According to the World Encyclopedia of Comics, Hoban was born and bred in Philadelphia, and started as an office boy at the North American with no particular interest in pursuing a career in cartooning. However, his abilities in this area were noted and he was pressed into service as a sports cartoonist. In 1910, May 1st to be exact, he made the jump to the Sunday funnies with Jerry MacJunk. Hoban was just 20 years old.
Jerry was a put-upon everyman, a Born Loser type that has always been a fixture of the comics page.

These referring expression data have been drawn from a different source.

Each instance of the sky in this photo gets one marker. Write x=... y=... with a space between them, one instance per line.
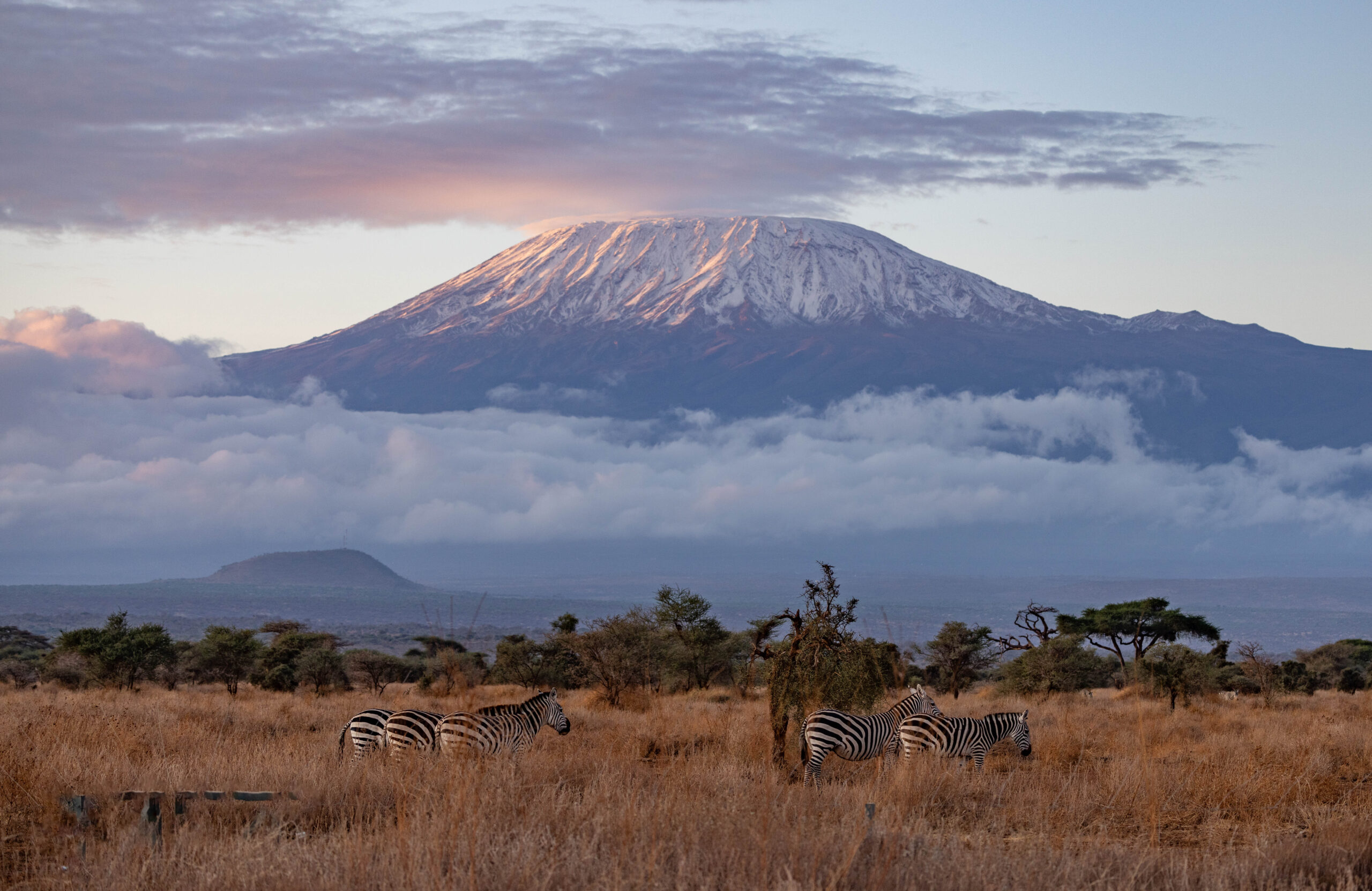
x=160 y=170
x=189 y=179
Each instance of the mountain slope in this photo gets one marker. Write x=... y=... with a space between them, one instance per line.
x=750 y=315
x=341 y=567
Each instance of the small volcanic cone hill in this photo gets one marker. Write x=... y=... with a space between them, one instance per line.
x=341 y=567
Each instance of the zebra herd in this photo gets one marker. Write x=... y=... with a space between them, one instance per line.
x=915 y=723
x=510 y=728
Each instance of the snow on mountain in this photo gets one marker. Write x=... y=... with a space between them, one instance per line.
x=725 y=271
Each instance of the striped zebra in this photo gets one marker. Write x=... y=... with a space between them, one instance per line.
x=368 y=730
x=965 y=738
x=858 y=738
x=503 y=728
x=412 y=731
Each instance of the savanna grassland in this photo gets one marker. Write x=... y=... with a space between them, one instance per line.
x=680 y=794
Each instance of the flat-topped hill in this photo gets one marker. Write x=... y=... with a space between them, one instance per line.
x=342 y=567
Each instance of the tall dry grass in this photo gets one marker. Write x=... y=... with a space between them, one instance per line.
x=1119 y=794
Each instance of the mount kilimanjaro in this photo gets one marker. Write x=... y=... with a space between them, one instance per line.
x=752 y=315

What distinguished this strip was Hoban’s energetic drawing style; a style that seemed to spring fully-formed from the young Hoban, and would serve him well over his 30 year newspaper cartooning career.
Jerry MacJunk was a successful strip, running every Sunday in the North American and their few syndicated client papers until January 11, 1914. The strip came to a halt when Hoban left Philadelphia for the higher paychecks of the Hearst organization in New York (not 1912 as claimed in Bill Blackbeard’s Hoban entry in the World Encyclopedia). There Hoban found much wider success with another Jerry, Jerry On The Job.
The Jerry MacJunk strip had a second life when World Color Printing obtained the rights to reprint much of the North American’s output of the early teens. The strip ran in the WCP preprint section from 1915-1918.